Dans un contexte marqué par la non-convocation du dialogue national inclusif par le chef de l’État, Félix Tshisekedi, qui privilégie jusqu’ici les initiatives diplomatiques internationales de Washington et de Doha, des voix s’élèvent sur la scène politique nationale pour exiger la tenue de ces assises, jugées indispensables à la résolution des multiples crises que traverse la République démocratique du Congo.
Parmi elles figure celle de Martin Fayulu Madidi, président du parti politique ECiDé. Dans un message adressé à la population ce mercredi 31 décembre 2025, l’opposant s’est montré particulièrement critique à l’égard des démarches diplomatiques en cours, estimant qu’elles ne sauraient remplacer un dialogue national inclusif porté par les Congolais eux-mêmes.
Il a rappelé que la situation actuelle du pays est, selon lui, la conséquence directe de ce qu’il qualifie de « hold-up électoral » lors des élections générales de décembre 2018, lesquelles auraient conduit à la tête du pays un candidat qui n’était pas, d’après lui, le vainqueur de la présidentielle. Pour Martin Fayulu, s’opposer ou retarder la convocation du dialogue national revient à perpétuer la crise et à exposer le pays à de lourdes conséquences politiques.
« Face à cette situation, une vérité s’impose : rien ne changera sans le peuple. L’histoire ne se fait jamais sans lui. Et l’avenir du Congo ne se construira ni dans le silence, ni dans la peur, ni dans la division. C’est pourquoi nous le disons clairement : le dialogue national inclusif est une nécessité vitale. Refuser ce dialogue, c’est refuser la paix. Refuser ce dialogue, c’est prolonger la crise. Refuser ce dialogue, c’est engager une lourde responsabilité politique », a déclaré Martin Fayulu.

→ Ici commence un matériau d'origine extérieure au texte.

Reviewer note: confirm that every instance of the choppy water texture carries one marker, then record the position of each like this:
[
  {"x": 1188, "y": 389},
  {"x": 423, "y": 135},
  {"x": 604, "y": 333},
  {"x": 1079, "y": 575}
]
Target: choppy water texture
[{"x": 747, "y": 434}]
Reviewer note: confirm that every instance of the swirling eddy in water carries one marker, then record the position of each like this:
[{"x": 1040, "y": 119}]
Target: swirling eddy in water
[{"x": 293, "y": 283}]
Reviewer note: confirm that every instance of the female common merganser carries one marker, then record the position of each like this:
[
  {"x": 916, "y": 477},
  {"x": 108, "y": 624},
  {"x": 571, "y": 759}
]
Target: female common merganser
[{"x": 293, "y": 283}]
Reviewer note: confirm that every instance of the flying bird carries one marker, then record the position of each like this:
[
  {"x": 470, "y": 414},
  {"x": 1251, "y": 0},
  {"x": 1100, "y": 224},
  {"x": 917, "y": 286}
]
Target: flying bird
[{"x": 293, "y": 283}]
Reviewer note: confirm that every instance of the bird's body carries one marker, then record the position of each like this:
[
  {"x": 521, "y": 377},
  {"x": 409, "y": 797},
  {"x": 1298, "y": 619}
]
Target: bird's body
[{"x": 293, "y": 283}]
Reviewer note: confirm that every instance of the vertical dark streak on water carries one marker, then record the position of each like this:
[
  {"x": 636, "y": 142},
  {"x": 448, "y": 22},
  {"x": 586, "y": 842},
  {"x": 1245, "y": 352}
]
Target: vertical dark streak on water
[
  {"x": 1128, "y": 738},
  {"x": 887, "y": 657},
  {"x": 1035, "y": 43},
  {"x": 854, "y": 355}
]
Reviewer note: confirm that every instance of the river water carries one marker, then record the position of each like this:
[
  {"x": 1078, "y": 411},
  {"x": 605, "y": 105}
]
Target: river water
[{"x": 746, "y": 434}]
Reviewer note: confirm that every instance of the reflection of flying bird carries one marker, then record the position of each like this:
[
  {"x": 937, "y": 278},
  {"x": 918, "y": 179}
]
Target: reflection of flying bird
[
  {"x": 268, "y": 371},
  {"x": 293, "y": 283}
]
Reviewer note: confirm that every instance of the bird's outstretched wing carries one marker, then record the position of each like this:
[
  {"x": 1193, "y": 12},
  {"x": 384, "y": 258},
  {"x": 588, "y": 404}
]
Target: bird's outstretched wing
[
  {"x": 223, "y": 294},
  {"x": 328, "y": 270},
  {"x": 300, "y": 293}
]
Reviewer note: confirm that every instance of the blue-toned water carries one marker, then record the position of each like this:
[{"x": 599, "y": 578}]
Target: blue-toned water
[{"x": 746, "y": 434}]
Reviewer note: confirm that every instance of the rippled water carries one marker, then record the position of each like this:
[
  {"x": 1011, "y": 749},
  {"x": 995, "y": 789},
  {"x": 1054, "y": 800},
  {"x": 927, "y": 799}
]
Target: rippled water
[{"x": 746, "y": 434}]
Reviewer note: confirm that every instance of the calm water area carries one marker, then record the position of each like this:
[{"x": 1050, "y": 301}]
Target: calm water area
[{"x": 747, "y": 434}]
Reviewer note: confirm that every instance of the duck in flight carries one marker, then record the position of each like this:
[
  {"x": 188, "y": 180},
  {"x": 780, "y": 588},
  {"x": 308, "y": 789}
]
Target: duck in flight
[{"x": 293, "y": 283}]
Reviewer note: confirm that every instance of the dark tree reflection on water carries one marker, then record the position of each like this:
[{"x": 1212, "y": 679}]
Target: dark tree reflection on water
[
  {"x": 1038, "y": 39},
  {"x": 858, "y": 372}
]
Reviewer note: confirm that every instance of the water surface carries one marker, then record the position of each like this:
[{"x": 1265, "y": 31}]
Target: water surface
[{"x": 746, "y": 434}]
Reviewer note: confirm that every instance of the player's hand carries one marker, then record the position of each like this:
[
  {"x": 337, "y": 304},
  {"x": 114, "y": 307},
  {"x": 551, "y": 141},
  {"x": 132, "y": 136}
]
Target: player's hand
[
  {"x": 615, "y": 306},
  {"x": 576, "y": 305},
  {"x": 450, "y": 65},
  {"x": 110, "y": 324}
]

Le leader de l’ECiDé a également lancé un appel pressant à la communauté internationale, exigeant l’application stricte de la Résolution 2773 (2025) des Nations unies ainsi qu’une condamnation claire du Rwanda pour les crimes commis sur le sol congolais.
« Le Congo ne demande pas la charité. Le Congo ne demande pas la pitié. Le Congo exige la justice, le respect de sa souveraineté et le droit de vivre en paix », a-t-il insisté.
Martin Fayulu a par ailleurs estimé que l’heure n’est plus à l’attentisme, mais à la vigilance, à l’engagement citoyen et à la cohésion nationale. Il a appelé à l’unité autour de ce qu’il qualifie de « camp de la patrie ».
S’adressant particulièrement à la jeunesse congolaise, il l’a exhortée à refuser le tribalisme, la corruption et le fanatisme aveugle, tout en exigeant un leadership responsable et la convocation immédiate du dialogue national inclusif.
« Vous êtes la force. Vous êtes le présent et l’avenir. […] Hier, jeune, avec mes amis, je me suis battu pour la fin de la dictature et pour l’instauration de la démocratie. Le 16 février 1992, nous avons marché pour exiger la réouverture de la Conférence nationale souveraine, convaincus que l’avenir du pays se jouait alors. Aujourd’hui, toi jeune Congolais, ne laisse personne hypothéquer ton avenir ni confisquer tes rêves. Lève-toi, prends ta place dans l’histoire de notre nation. Engage-toi ! », a-t-il recommandé.
Sur le plan diplomatique, les initiatives en cours, notamment le processus de Washington, qui encadre la crise entre Kinshasa et Kigali, et celui de Doha, axé sur les discussions entre le gouvernement congolais et la rébellion de l’AFC/M23, continuent de diviser l’opinion publique congolaise, malgré l’entérinement des accords de Washington en présence du président américain Donald Trump.
Si ce processus semble avoir connu une accélération formelle avec la signature des accords par les deux chefs d’État, les négociations de Doha peinent, en revanche, à enregistrer des avancées concrètes. Ces discussions, censées compléter les accords de Washington en abordant les causes profondes du conflit — notamment la restauration de l’autorité de l’État et la réintégration des groupes armés — demeurent pour l’instant au point mort.
Martin Fayulu Madidi figure ainsi parmi les acteurs sociopolitiques congolais qui estiment que ces initiatives, à elles seules, ne suffisent pas à résoudre la crise en République démocratique du Congo. Ils plaident plutôt pour l’organisation d’un dialogue national inclusif, tel que proposé dans le cadre du Pacte social pour la paix dans la région des Grands Lacs, une initiative conjointe de la Conférence épiscopale nationale du Congo (CENCO) et de l’Église du Christ au Congo (ECC).